Why is this posted in three different sections???


----------



## marmidor (Mar 15, 2008)

mullet hunter said:


> why is this posted in three different sections???


again why do you care?


----------



## MULLET HUNTER (Oct 3, 2007)

marmidor said:


> again why do you care?


See other post.....


----------



## marmidor (Mar 15, 2008)

MULLET HUNTER said:


> See other post.....


I did and I still ask.......why do you gripe about other ppls reports/post if you don't care about the subject they are posting about???


----------



## el pescador (Dec 17, 2007)

Mullet hunter-

I'm not sure what your gripe is, but I posted this here and the offshore section only. I know there is a lot of interest between pier and boat fishermen and sometimes even a friendly rivalry when it comes to cobia fishing, and catching the first fish of the year is an honor a lot of these guys can appreciate. I did not catch the fish, but knew there would be a lot of people who would like to know about it, yourself excluded apparently. I'm sorry that this has somehow rubbed you the wrong way, but I'm at a loss for why.

As for me, I'm going out to see if I can catch the second cobia of the year. Good luck everybody!


----------



## rootbass (Feb 3, 2012)

Crap....I would say post it in all the areas! If you are not a little excited about the Cobia moving in perhaps you should get on a knitting forum. 

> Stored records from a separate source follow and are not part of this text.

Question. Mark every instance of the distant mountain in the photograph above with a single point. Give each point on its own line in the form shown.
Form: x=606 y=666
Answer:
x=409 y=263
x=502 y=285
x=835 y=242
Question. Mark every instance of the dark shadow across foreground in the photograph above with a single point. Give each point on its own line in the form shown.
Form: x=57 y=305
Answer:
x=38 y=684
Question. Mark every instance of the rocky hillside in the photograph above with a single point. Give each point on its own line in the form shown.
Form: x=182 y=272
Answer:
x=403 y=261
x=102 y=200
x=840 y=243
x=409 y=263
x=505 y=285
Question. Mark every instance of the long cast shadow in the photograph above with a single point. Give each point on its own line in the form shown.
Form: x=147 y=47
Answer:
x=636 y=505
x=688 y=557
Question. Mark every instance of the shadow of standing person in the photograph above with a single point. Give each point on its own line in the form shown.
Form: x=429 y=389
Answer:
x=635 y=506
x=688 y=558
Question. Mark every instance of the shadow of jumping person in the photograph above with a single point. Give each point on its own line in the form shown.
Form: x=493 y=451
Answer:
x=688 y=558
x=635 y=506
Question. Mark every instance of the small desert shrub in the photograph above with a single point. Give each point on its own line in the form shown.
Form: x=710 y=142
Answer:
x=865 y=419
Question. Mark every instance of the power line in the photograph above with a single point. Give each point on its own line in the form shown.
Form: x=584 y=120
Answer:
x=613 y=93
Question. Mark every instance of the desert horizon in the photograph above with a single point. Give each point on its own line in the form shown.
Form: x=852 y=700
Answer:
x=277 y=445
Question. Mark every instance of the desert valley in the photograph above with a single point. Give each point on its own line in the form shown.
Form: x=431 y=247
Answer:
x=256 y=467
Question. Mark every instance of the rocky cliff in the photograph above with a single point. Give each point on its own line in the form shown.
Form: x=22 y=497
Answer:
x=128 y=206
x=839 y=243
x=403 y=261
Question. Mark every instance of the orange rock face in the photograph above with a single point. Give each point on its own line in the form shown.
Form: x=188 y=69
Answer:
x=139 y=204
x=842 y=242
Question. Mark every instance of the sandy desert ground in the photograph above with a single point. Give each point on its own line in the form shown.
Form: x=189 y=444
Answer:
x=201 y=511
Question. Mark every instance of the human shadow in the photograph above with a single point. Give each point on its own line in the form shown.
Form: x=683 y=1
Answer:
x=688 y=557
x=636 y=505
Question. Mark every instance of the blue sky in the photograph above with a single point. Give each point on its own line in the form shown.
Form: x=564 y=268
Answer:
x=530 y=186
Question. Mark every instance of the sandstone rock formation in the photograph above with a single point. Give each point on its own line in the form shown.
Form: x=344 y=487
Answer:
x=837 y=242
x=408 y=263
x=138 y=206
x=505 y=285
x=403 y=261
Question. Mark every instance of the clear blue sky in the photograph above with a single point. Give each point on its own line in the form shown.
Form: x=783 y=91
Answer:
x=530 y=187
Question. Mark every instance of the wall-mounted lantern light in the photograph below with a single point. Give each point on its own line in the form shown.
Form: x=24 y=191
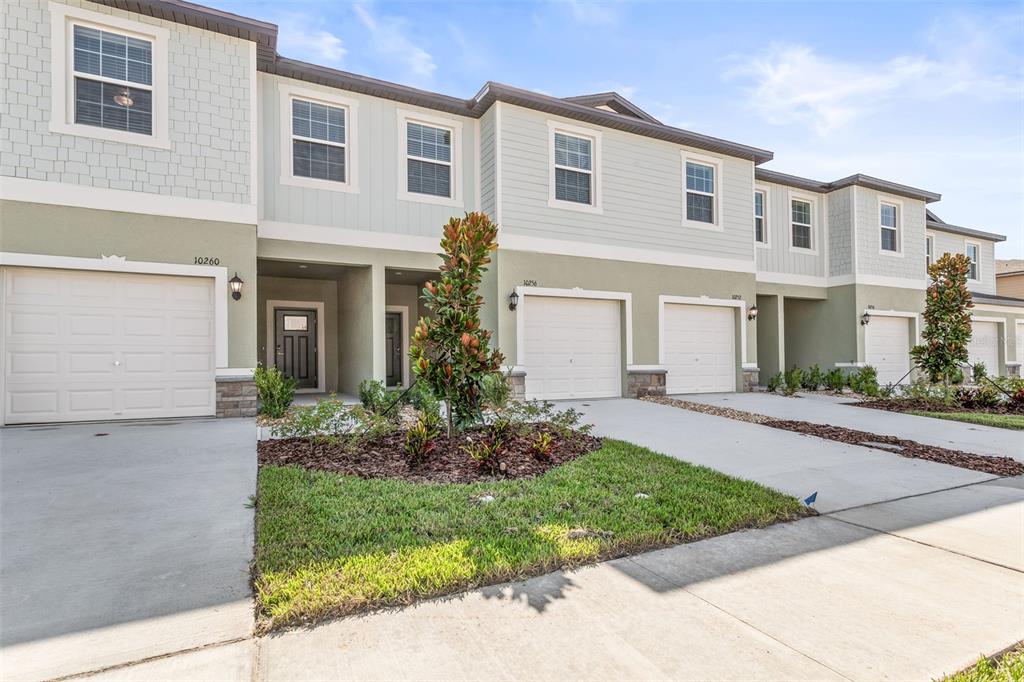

Thanks for the heads up! Lets keep the sun out and warm water moving in and go catch more Cobia!


----------



## Ajerv (Oct 3, 2007)

Gotta see that date stamp!


----------



## finsandhorns (Oct 15, 2007)

Reports are that there were about 1/2 doz fish seen off the piers yesterday.


----------



## chris592 (Jul 5, 2008)

If he has a problem just dont read post.


----------